Key Takeaways for Investors

  • Near-term print: Revenue miss driven by channel inventory drawdown, not underlying demand; EPS beat reflects cost discipline and mix .
  • Execution playbook: Expanded field presence (+20%), refined targeting, and stronger KOL advocacy are key to shifting utilization to earlier lines and accelerating new patient starts in 2H 2025 .
  • Leading indicators: Site growth (+~300 QoQ), ~2/3 reorder, and April +10% demand momentum support reacceleration potential into Q2/Q3 .
  • Access/coverage: ~85% coverage, improving KOL support, and educational push on cytopenia management should mitigate hesitation and broaden prescriber base .

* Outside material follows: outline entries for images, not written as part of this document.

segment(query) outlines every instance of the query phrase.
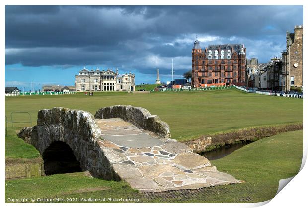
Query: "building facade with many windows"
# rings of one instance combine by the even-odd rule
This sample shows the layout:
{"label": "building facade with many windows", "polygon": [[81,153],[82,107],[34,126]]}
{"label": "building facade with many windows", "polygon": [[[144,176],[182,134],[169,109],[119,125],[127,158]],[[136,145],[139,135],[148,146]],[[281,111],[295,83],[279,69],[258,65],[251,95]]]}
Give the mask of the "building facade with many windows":
{"label": "building facade with many windows", "polygon": [[281,90],[303,88],[303,26],[294,27],[294,33],[287,32],[286,49],[282,52]]}
{"label": "building facade with many windows", "polygon": [[203,50],[197,39],[191,53],[194,87],[245,85],[246,48],[243,44],[212,45]]}
{"label": "building facade with many windows", "polygon": [[135,91],[135,74],[120,75],[118,70],[91,71],[84,67],[75,75],[75,90],[77,91]]}

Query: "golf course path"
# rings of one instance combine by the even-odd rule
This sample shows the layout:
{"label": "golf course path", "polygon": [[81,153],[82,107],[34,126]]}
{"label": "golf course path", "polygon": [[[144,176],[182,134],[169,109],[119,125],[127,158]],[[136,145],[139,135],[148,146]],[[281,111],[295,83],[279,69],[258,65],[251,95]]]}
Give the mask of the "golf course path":
{"label": "golf course path", "polygon": [[198,189],[240,183],[176,140],[160,137],[120,118],[95,119],[101,145],[117,153],[115,172],[141,192]]}

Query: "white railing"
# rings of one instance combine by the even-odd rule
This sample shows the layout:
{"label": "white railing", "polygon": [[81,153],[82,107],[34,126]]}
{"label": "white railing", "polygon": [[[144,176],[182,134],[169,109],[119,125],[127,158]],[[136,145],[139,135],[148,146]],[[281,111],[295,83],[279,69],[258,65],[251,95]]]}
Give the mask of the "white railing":
{"label": "white railing", "polygon": [[249,90],[248,90],[247,89],[245,88],[243,88],[242,87],[238,87],[238,86],[236,86],[236,85],[233,85],[233,86],[235,86],[235,88],[236,88],[237,89],[239,90],[242,90],[243,91],[245,91],[247,92],[249,92]]}
{"label": "white railing", "polygon": [[4,95],[5,95],[5,96],[17,96],[19,95],[19,94],[16,94],[13,93],[4,93]]}
{"label": "white railing", "polygon": [[270,93],[269,92],[262,92],[257,91],[256,93],[258,94],[263,94],[266,95],[276,96],[283,96],[288,97],[289,98],[303,98],[303,95],[296,95],[296,94],[288,94],[286,93]]}
{"label": "white railing", "polygon": [[246,89],[243,88],[242,87],[238,87],[236,85],[233,85],[235,88],[239,90],[242,90],[245,92],[249,93],[257,93],[258,94],[262,94],[265,95],[269,95],[272,96],[283,96],[288,97],[289,98],[303,98],[303,95],[296,95],[296,94],[288,94],[286,93],[271,93],[269,92],[259,91],[257,90],[248,90]]}
{"label": "white railing", "polygon": [[27,95],[65,95],[65,94],[75,94],[76,91],[69,92],[39,92],[36,93],[31,93],[29,92],[22,92],[19,94],[5,93],[5,96],[27,96]]}

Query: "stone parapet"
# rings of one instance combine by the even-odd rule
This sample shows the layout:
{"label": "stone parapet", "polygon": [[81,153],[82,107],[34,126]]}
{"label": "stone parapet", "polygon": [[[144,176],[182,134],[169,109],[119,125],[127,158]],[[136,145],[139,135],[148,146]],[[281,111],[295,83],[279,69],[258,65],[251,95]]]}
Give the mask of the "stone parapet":
{"label": "stone parapet", "polygon": [[96,119],[120,118],[144,130],[152,131],[163,138],[170,137],[170,128],[157,115],[151,115],[146,109],[131,105],[104,107],[95,113]]}

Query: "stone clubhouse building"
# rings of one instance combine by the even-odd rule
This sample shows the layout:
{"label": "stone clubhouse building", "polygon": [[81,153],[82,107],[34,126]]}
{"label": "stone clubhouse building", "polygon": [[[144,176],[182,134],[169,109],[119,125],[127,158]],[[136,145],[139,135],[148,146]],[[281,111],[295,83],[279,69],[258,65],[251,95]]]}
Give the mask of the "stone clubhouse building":
{"label": "stone clubhouse building", "polygon": [[85,67],[75,75],[75,90],[77,91],[135,91],[135,74],[119,74],[111,69],[95,71]]}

  • Strategic upside: EC approval expands geographic optionality; IMpactMF interim (2H 2026) is a significant optionality event that could enlarge the addressable market materially if positive .
  • Financial posture: OpEx guidance maintained; liquidity (~$457.5M) and financing structures support continued commercial investment without immediate equity needs .
  • Trading lens: Watch for sequential improvements in sell-out/demand, prescriber breadth/depth, and earlier-line mix; any confirmation of sustained demand growth or stronger second-line adoption should be a positive catalyst .

Values with asterisk retrieved from S&P Global.